Have you been to Waitrose since coronavirus? The middle classes should be ashamed!
PUBLISHED: 13:41 10 March 2020 | UPDATED: 16:45 10 March 2020
James Marston says you only have to pop to your local Waitrose to see that the world has gone mad over coronavirus
I was talking to my Father this week about the Coronavirus - the only topic of conversation that not only is everyone talking about but is of deep enough intensity to rival Brexit - as I've been wondering if the future of journalism is going to be one in which the reporter will revolve in ever increasing introspection around fear mongering and what I am calling 'the one topic news agenda'.
I hope we aren't moving in that direction as the world, believe it or not, is still turning and there's more to life than how many toilet rolls one can stuff in a supermarket trolley. T
he Queen, as usual, is leading the way in her unassuming and sensible approach of carry on regardless unless the proverbial really hits the fan.
Father tells me the Asian Flu outbreak of 1957-1958 meant he became orange squash monitor - issued by his school because of the vitamin C content - before being sent home. 'No more games, no more lessons, it suited me. Of course in those days the doctor came round on his rounds and matron wore a blue uniform, we didn't call 111, it's all changed but we've been through it before. We got over it.'
Grumpy at being informed he's in the vulnerable category - he's over 70 - father announced he has no health problems, doesn't much appreciate being told he's old, and if Her Majesty is 'still doing her bit' then he will too thank you very much.
Mother retorted with the observation that he might think he has no health problems but every morning he wakes up complaining about some part of his body that isn't functioning in the same way it once did - 'If it isn't his neck it's his back, if it isn't his back its his legs, if it isn't his legs it's his feet. And then he forgets and the cycle starts all over again. You should try living with it.'
I'm not saying we shouldn't take Coronavirus seriously, on the contrary, but I sometimes think a tiny bit of perspective, resolve, self-awareness, and common sense, might not be such a bad thing - after all we're British and as far as I am concerned now is the time to employ the stiff upper lip.
Indeed I was saddened to learn that people have been stockpiling hand sanitisers, thereby ensuring those who haven't been able to buy these things are less able to do their bit in stopping the spread of the disease. There's a national obsession with toilet rolls too - indeed a friend of mine informed me that he 'popped into my local branch of Waitrose to discover that even the middle classes are behaving with the selfishness they usually so quick to accuse others of, I was appalled.'
Of course stockpiling - outlawed in the Second World War - is only adding to the panic and sense of unease that is pervading our national conversation and our reaction to the perceived threat this virus poses.
And it is, of course, panic, that will, perversely, do little, I suggest, to help stop the spread of the virus.
Stockpiling is, of course, irrational. We don't stock pile each time we drive or just in case we have a household accident - both of which kill plenty of people each year - but panic isn't rational and facts don't get a look in where emotion is concerned.
Especially the emotion of fear, which, I suspect, is what this is all about. Fear of the unknown, fear of change, fear of the loss of control - we have bought into the myth that we are actually in control of our lives and what happens to us. We think we have control, yet when our sense of control is threatened we seem to react with fear, misinterpretation and irrationality, we feel we can't really cope - hence we buy toilet rolls.

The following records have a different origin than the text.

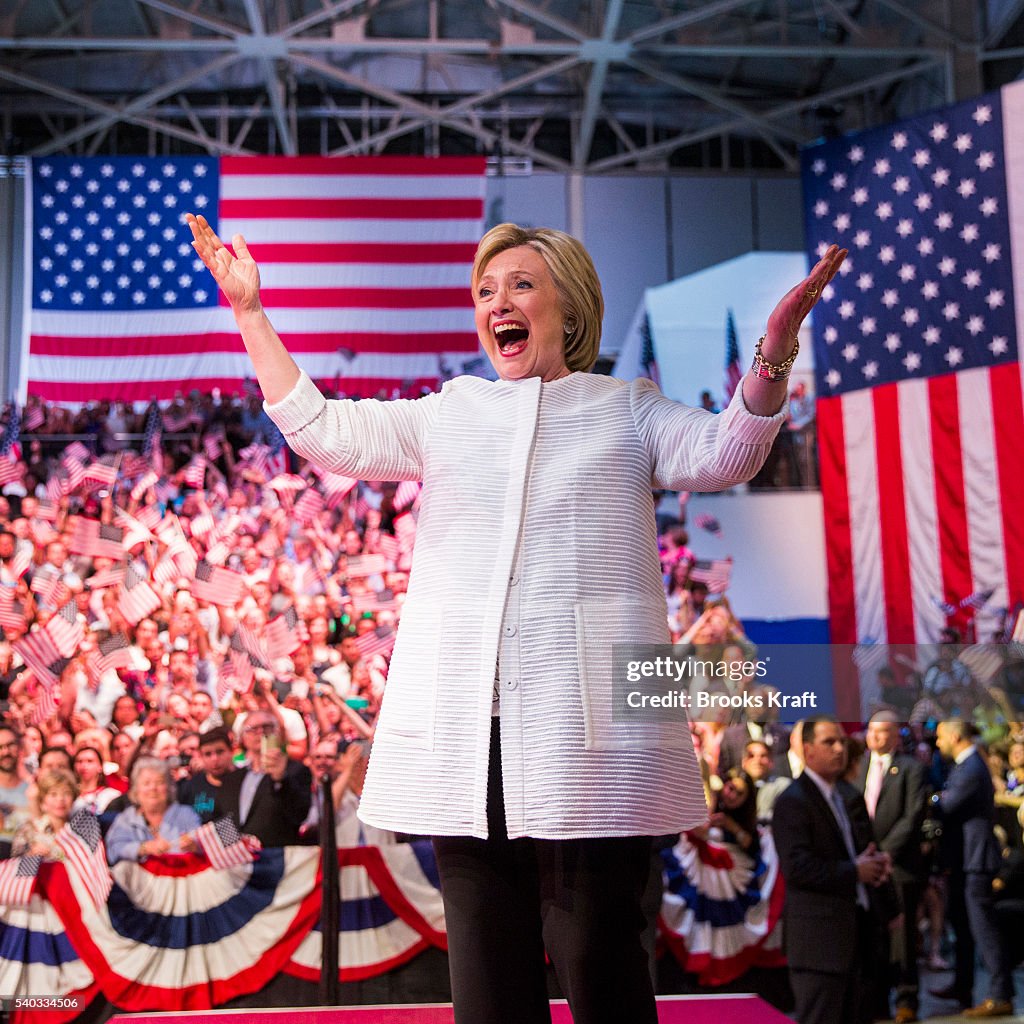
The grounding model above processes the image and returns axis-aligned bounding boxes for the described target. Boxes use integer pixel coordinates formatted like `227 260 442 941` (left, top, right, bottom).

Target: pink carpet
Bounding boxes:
113 995 793 1024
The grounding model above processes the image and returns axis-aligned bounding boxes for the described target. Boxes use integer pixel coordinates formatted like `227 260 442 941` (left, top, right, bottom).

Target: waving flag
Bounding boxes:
722 309 743 409
803 83 1024 696
56 809 114 906
191 559 244 608
0 854 43 907
196 818 259 867
689 558 732 594
26 157 484 401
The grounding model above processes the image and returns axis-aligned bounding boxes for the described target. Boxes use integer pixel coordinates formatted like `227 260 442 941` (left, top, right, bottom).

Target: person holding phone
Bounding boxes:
213 709 312 847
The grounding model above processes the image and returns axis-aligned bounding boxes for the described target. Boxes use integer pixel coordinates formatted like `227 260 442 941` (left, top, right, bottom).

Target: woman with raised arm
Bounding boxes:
187 215 846 1024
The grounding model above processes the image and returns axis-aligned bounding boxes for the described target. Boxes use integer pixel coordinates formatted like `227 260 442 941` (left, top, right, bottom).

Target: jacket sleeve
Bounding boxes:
273 761 313 837
630 378 786 490
939 759 981 819
879 764 925 860
263 371 441 480
105 811 142 865
771 786 857 899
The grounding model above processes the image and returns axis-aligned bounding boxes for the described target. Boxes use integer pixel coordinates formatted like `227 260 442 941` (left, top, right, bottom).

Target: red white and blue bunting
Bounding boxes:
658 828 785 985
0 843 446 1024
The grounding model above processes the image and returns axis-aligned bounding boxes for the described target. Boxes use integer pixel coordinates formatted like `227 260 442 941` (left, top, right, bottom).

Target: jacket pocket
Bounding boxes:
573 595 693 753
377 606 441 751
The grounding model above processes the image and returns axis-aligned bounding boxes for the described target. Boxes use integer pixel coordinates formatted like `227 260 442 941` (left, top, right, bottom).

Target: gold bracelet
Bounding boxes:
751 334 800 383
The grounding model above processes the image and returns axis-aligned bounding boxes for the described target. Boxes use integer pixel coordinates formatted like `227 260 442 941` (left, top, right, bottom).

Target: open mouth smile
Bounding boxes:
494 321 529 358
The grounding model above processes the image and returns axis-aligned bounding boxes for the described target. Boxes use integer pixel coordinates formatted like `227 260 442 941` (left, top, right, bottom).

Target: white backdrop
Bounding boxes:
644 252 814 406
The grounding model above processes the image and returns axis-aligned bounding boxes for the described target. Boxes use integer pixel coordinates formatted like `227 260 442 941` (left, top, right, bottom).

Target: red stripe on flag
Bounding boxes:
219 196 483 220
871 384 914 643
29 374 437 402
817 398 857 644
253 288 472 309
989 362 1024 608
247 242 476 262
31 331 477 360
928 374 974 618
220 157 487 177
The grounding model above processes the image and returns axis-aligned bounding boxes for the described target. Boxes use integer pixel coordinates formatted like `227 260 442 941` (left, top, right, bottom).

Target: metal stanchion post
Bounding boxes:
317 775 341 1007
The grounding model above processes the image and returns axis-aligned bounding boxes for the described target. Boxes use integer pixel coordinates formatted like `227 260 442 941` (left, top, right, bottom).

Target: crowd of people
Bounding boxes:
0 393 1024 1024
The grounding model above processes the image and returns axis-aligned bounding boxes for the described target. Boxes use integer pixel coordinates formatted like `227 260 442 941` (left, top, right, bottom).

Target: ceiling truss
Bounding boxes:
0 0 1024 174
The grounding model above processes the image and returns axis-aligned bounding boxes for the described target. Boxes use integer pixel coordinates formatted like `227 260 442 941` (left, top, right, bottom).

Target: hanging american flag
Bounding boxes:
27 157 485 401
803 83 1024 696
722 309 743 409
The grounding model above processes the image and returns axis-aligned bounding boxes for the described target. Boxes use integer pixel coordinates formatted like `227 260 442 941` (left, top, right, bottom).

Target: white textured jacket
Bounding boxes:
266 373 783 839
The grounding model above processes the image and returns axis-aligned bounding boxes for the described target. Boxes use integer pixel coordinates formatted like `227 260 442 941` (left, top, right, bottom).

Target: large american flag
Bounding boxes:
803 83 1024 713
26 157 485 401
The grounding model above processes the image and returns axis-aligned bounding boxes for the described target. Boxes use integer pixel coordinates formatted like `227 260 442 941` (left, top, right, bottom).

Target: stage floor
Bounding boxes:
113 995 793 1024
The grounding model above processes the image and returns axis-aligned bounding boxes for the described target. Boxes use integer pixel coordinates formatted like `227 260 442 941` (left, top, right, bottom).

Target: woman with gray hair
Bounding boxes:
186 214 846 1024
106 756 201 865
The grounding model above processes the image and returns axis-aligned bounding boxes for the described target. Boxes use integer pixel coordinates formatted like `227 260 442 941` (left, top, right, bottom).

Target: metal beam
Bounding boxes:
985 0 1024 49
489 0 588 43
877 0 973 47
0 65 247 156
629 0 750 46
588 61 939 173
0 35 945 60
281 0 366 39
128 0 237 36
630 60 803 171
236 0 298 157
30 53 238 155
572 0 624 168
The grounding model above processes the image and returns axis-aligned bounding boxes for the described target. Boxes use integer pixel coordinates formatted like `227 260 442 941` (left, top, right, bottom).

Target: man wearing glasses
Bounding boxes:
214 710 312 847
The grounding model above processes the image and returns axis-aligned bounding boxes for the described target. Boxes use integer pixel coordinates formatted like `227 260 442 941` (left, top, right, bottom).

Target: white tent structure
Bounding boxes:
645 252 814 406
638 252 828 641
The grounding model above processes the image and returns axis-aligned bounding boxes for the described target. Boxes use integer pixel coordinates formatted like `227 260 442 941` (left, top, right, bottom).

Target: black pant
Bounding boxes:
874 879 922 1020
790 907 872 1024
946 871 1014 1005
433 718 657 1024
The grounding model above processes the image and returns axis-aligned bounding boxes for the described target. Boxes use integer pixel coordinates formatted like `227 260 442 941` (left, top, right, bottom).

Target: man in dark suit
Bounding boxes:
856 711 926 1024
215 709 312 847
933 719 1014 1019
772 716 891 1024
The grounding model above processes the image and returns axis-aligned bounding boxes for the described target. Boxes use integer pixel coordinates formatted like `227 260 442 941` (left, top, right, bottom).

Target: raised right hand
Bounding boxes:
185 213 262 315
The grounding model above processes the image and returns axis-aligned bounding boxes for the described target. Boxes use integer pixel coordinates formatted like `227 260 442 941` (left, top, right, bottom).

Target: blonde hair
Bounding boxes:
472 224 604 372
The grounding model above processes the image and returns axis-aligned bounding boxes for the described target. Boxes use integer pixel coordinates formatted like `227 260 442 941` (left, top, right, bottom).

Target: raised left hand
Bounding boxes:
763 246 849 362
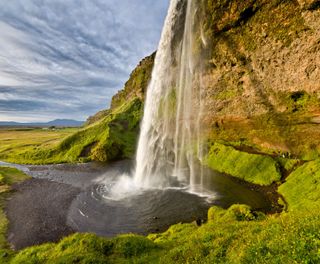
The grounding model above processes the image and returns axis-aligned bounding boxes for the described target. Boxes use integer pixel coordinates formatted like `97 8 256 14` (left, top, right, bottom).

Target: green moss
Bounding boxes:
10 234 158 264
6 98 142 164
279 160 320 211
0 167 30 258
204 143 281 185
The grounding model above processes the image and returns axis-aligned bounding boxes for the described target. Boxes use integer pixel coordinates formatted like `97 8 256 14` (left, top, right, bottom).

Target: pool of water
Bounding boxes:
0 161 270 236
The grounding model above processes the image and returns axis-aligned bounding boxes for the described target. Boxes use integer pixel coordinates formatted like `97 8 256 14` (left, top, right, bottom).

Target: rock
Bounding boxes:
298 0 320 10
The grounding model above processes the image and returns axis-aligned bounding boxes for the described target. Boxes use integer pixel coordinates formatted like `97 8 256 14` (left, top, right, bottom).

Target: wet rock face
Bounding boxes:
192 0 320 120
298 0 320 10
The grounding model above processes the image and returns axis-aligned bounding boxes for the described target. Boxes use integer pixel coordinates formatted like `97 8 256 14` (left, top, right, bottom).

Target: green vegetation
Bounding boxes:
204 143 281 185
0 98 142 164
0 167 29 263
4 205 320 264
0 128 78 163
279 160 320 212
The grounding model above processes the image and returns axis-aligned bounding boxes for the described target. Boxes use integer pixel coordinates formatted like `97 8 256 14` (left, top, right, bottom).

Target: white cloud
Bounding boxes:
0 0 169 120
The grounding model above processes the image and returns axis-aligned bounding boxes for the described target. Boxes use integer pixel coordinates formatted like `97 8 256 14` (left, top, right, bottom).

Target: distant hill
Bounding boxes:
0 119 84 127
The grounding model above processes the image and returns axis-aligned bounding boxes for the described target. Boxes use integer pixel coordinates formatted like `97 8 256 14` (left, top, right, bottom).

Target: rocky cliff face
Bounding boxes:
81 0 320 160
188 0 320 159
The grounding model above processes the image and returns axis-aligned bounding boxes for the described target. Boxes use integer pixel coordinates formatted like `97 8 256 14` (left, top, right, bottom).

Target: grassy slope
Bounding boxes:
204 143 281 185
0 158 320 264
279 160 320 212
0 167 29 263
10 205 320 264
0 98 142 164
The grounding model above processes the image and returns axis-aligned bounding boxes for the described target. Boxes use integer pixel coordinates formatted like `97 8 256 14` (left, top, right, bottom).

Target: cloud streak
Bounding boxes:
0 0 169 121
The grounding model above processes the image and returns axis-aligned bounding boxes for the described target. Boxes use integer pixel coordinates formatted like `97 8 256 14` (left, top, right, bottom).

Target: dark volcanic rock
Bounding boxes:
6 179 80 250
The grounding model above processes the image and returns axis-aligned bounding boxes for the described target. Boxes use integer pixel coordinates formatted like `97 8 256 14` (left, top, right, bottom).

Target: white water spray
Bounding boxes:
134 0 202 189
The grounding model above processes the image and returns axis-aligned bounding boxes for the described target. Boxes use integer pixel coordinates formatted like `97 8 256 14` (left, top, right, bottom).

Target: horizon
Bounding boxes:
0 0 169 123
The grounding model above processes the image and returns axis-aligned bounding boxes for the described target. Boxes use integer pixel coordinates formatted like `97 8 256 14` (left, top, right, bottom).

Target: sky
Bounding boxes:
0 0 169 122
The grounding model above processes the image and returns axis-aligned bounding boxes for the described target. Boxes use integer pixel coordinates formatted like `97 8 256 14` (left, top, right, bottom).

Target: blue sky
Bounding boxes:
0 0 169 122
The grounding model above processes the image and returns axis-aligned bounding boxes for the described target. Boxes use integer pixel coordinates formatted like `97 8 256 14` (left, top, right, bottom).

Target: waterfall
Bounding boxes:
134 0 202 191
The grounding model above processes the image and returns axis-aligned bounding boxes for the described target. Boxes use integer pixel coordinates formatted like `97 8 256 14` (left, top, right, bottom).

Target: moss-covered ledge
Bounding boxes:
278 160 320 211
204 143 281 186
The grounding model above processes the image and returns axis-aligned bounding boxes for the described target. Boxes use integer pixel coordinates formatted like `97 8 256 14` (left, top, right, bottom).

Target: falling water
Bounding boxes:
134 0 202 189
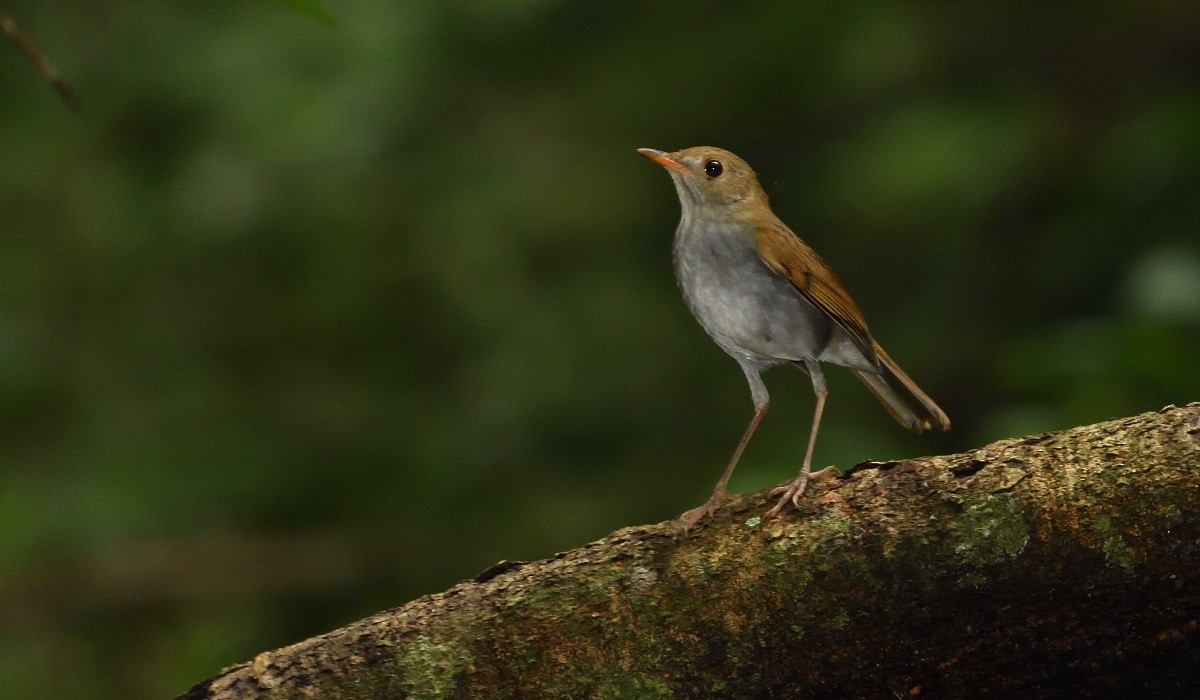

This sense of control is really an illusion because, as most people will admit, there are things that hit us in life over which we have had no control. Life happens - and no one goes through it either unscathed or without moments where our sense of control is challenged, if not exposed for the myth that it is.
Paradoxically to accept and live with the anxiety caused by this fear is, I think, the only way we can regain the sense of control we fear we have lost. And if we can accept this anxiety we would soon realise that to overcome this situation in which we find ourselves today, we have to put aside our knee jerk reactions, and our selfish tendencies.
Instead we have to recognise the patterns of our own behaviour, and gain insight into ourselves in order to overcome the difficulties we face. Indeed, we need to work together in caring for and watching out for our fellow man in order to stop the spread of this virus.
It used to be called a sense of the common good. Perhaps it's time we re-learnt this aspect of our communal life, which the over 70s, in my experience, seem to know so well.